Readers of the Madison County Record are aware of the enormous societal costs of contingency fee-fueled tort abuse. The average American, however, is not. That's why Lester Brickman's new book, Lawyer Barons: What Their Contingency Fees Really Cost America, is so important.

Is the average American going to read Professor Brickman's book? Probably not, but powerful legislators and influential members of the bar will, and the book's key points will eventually find its way into our cultural mainstream where popular revulsion may lead, ultimately, to demands for reform.

Metro East muckety-muck Stephen Tillery figures prominently in one chapter. Brickman notes that Tillery's firm "has amassed around $600 million in fees and more than $1.8 billion in settlements of class action cases. . . . Most of Tillery's cases," he emphasizes, "were filed in Madison County, Illinois, and presided over by Judge Nicholas Byron."

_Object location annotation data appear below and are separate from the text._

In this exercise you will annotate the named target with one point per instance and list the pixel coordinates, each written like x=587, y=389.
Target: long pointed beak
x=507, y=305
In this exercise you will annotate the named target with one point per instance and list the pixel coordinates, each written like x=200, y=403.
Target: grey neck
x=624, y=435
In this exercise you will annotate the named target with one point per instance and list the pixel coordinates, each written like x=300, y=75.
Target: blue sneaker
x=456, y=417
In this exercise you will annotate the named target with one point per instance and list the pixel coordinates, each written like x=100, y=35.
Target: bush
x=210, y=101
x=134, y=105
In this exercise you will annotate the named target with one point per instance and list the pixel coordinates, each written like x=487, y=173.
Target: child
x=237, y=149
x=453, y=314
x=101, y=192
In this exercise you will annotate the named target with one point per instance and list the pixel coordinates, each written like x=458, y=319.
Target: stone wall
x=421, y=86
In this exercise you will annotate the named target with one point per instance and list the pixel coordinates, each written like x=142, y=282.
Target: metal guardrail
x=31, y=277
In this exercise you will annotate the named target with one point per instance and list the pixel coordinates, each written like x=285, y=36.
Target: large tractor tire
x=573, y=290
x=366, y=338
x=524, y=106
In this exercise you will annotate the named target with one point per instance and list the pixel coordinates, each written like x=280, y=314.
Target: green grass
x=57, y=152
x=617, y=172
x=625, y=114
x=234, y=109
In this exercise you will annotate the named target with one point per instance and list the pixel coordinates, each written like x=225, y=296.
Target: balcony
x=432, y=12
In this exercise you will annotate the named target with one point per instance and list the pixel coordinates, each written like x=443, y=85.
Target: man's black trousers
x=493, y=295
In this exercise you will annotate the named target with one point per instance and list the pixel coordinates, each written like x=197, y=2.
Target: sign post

According to Brickman, "The Byron-Tillery tandem played a major role in securing for Madison County its justly deserved reputation – shared with Beaumont, Texas – as the Barbary Coast for class action litigation."

Reviewing Brickman's book for Engage, the journal of the Federalist Society, Connecticut attorney Margaret Little praises the professor for exposing "the formidable costs and distortions imposed by the contingency fee upon the civil justice system and core principles of democratic governance."

Brickman's book, says Little, explains "why a lawyer's stake in the outcome leads to perverse and unethical practices, and how judges (by expanding liability and engaging in brazen nullification of tort reform), legislatures, and law schools work to perpetuate these lawyer-favoring financial incentives."

Little summarizes the proposals Brickman makes for correcting the problems caused by contingency fee arrangements -- and adds one of her own: "exposure of these problems to public scrutiny."

We're all over that one, Little. In fact, it's our raison d'etre, and we've been at it for a long time. We've shown, time and again, that unsavory legal practices cannot withstand public scrutiny.